We accidentally blew through our free Google App Engine credit in less than 30 days because of an errant flexible instance that wasn't cleared by subsequent deployments. When we pinpointed it as the cause it had scaled up to four simultaneous instances that were basically idling away.
tl;dr: Use the --version flag when deploying to specify a version name. An existing instance with the same version will be
replaced then next time you deploy.
That led me down the rabbit hole that is --stop-previous-version. Here's what I've found out so far:
--stop-previous-version doesn't seem to be supported anymore. It's mentioned under Flags on the gcloud app deploy reference page, but if you look at the top of the page where all the flags are listed, it's nowhere to be found.
I tried deploying with that flag set to see what would happen but it seemingly had no effect. A new version was still created, and I still had to go in and manually delete the old instance.
There's an open Github issue on the gcloud-maven-plugin repo that specifically calls this out as an issue with that plugin but the issue has been seemingly ignored.
At this point our best bet at this point is to add --version=staging or whatever to gcloud deploy app. The reference docs for that flag seem to indicate that that it'll replace an existing instance that shares that "version":
--version=VERSION, -v VERSION
The version of the app that will be created or replaced by this deployment. If you do not specify a version, one will be generated for you.
(emphasis mine)
Additionally, Google's own reference documentation on app.yaml (the link's for the Python docs but it's still relevant) specifically calls out the --version flag as the "preferred" way to specify a version when deploying:
The recommended approach is to remove the version element from your app.yaml file and instead, use a command-line flag to specify your version ID
As far as I can tell, for Standard Environment with automatic scaling at least, it is normal for old versions to remain "serving", though they should hopefully have zero instances (even if your scaling configuration specifies a nonzero minimum). At least that's what I've seen. I think (I hope) that those old "serving" instances won't result in any charges, since billing is per instance.
I know most of the above answers are for Flexible Environment, but I thought I'd include this here for people who are wondering.

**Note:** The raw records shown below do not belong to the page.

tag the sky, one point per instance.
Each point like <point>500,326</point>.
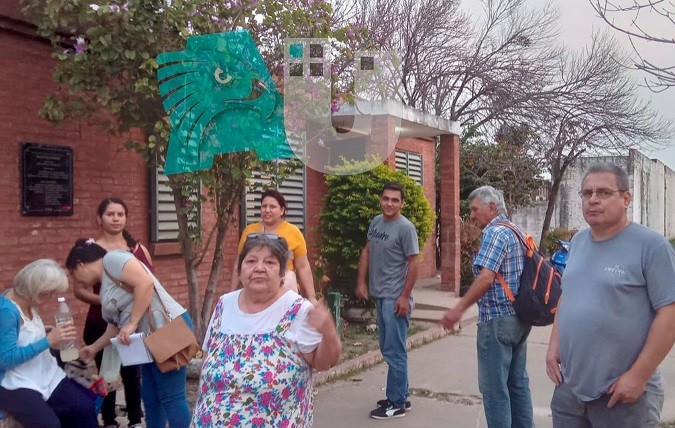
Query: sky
<point>578,21</point>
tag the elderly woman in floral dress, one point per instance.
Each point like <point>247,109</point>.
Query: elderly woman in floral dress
<point>261,346</point>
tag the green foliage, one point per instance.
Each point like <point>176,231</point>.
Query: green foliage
<point>550,244</point>
<point>351,203</point>
<point>470,236</point>
<point>503,164</point>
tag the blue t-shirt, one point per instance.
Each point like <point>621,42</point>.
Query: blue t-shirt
<point>611,292</point>
<point>12,355</point>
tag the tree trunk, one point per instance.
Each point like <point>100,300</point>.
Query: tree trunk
<point>214,275</point>
<point>552,196</point>
<point>187,247</point>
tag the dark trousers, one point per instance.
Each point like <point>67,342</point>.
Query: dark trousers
<point>131,379</point>
<point>70,406</point>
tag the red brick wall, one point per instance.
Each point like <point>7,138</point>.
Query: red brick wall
<point>102,168</point>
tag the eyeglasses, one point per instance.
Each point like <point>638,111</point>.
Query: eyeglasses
<point>600,193</point>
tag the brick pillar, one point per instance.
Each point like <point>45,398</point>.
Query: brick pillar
<point>383,138</point>
<point>450,224</point>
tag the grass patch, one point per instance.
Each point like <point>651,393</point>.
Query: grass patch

(And it would be great if someone from Google could confirm.)
I had same problem as OP. Using the flex environment (some of this also applies to standard environment) with Docker (runtime: custom in app.yaml) I've finally solved this! I tried a lot of things and I'm not sure which one fixed it (or whether it was a combination) so I'll list the things I did here, the most likely solutions being listed first.
SOLUTION 1) Ensure that cloud storage deletes old versions
What does cloud storage have to do with anything? (I hear you ask)

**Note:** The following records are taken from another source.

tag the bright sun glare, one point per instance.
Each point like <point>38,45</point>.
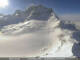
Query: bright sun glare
<point>3,3</point>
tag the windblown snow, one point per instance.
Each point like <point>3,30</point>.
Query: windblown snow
<point>37,31</point>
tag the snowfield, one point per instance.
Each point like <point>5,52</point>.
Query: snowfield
<point>38,32</point>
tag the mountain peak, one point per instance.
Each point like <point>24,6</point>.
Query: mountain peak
<point>39,12</point>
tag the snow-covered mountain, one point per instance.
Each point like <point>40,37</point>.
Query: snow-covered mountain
<point>37,31</point>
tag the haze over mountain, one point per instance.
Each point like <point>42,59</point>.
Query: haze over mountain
<point>37,31</point>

Well there's a little tooltip (Google Cloud Platform Web UI (GCP) > App Engine > Versions > Size) that when you hover over it says:
(Google App Engine) Flexible environment code is stored and billed from Google Cloud Storage ... yada yada yada
So based on this info and this answer I visited GCP > Cloud Storage > Browser and found my storage bucket AND a load of other storage buckets I didn't know existed. It turns out that some of the buckets store cached cloud functions code, some store cached docker images and some store other cached code/stuff (you can tell which is which by browsing the buckets).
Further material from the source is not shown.